Question

What is the square root of 3 times the square root of 3?

Answer 1

Hint: First of all we will write the required mathematical expression of the given sentence. Now, we will write the square root expression in exponential form. In the next step we are going to use the formula of exponents given as ${{a}^{m}}\times {{a}^{n}}={{a}^{m+n}}$ and simplify the exponent to get the answer.

Complete step by step answer:
Here we have been asked to find the value of the expression which will be formed with the given sentence ‘the square root of 3 times the square root of 3’. Here we will be required to use the basic formulas of the topic ‘exponents and powers’. Let us assume the expression that we will form as ‘E’.
Now, according to the sentence given in the question we have to take two numbers and both of them will be square of 3 and we need to multiply them because the term ‘times’ means product. Therefore, the mathematical expression will be given as:
$\Rightarrow E=\sqrt{3}\times \sqrt{3}$
The above expression is in the radical form. Let us change it into the exponential form. We know that the term ‘square root’ means exponent equal to half $\left( \dfrac{1}{2} \right)$, so we have,
$\Rightarrow E={{3}^{\dfrac{1}{2}}}\times {{3}^{\dfrac{1}{2}}}$
Using the formula of exponents ${{a}^{m}}\times {{a}^{n}}={{a}^{m+n}}$ we get,
$\begin{align}
  & \Rightarrow E={{3}^{\dfrac{1}{2}+\dfrac{1}{2}}} \\
 & \Rightarrow E={{3}^{1}} \\
 & \therefore E=3 \\
\end{align}$

Hence the simplified value of the given expression is 3.

Note: Here you can also write the given obtained expression as \[{{\left( \sqrt{3} \right)}^{2}}\] and then use the formula ${{\left( {{a}^{m}} \right)}^{n}}={{a}^{m\times n}}$ to simplify. You must remember all the formulas of exponents like: - \[{{x}^{m}}\times {{x}^{n}}={{x}^{m+n}}\], \[{{x}^{m}}\div {{x}^{n}}={{x}^{m-n}}\], \[{{\left( {{x}^{m}} \right)}^{n}}={{x}^{m\times n}}\], \[{{x}^{-m}}=\dfrac{1}{{{x}^{m}}}\] etc, as they are used in certain other topics of mathematics.
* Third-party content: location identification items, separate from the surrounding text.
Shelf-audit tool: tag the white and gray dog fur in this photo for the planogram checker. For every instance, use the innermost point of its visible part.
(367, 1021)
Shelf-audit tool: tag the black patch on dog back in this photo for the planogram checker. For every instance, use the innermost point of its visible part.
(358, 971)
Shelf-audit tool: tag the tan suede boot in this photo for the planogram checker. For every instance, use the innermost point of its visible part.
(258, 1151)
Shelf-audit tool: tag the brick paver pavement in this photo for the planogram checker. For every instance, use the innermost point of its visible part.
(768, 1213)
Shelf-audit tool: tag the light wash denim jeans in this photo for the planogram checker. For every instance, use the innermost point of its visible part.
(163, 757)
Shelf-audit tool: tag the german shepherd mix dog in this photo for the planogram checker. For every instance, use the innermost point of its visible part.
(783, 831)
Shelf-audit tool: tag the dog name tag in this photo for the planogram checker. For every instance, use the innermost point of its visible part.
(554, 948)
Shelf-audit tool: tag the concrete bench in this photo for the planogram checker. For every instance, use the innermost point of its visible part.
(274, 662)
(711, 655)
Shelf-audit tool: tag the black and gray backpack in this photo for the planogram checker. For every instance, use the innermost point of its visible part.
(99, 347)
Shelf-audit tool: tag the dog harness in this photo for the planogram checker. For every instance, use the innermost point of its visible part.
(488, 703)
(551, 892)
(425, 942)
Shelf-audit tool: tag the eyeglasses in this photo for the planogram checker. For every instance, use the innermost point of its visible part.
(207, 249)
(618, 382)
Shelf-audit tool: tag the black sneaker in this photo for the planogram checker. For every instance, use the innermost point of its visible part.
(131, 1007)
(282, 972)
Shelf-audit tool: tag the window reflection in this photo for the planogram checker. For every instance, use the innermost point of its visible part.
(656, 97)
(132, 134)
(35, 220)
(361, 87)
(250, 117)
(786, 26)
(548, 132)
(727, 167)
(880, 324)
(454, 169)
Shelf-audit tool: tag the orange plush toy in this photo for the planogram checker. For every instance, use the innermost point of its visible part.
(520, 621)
Now, if the bases are different and exponent is the same then we can apply these formulas: ${{a}^{m}}\times {{b}^{m}}={{\left( a\times b \right)}^{m}},{{a}^{m}}\div {{b}^{m}}={{\left( a\div b \right)}^{m}}$ to simplify. In the above question do not try to find the decimal form of $\sqrt{3}$ first and then multiply because it is an irrational number whose decimal form will be non – repeating and non – terminating.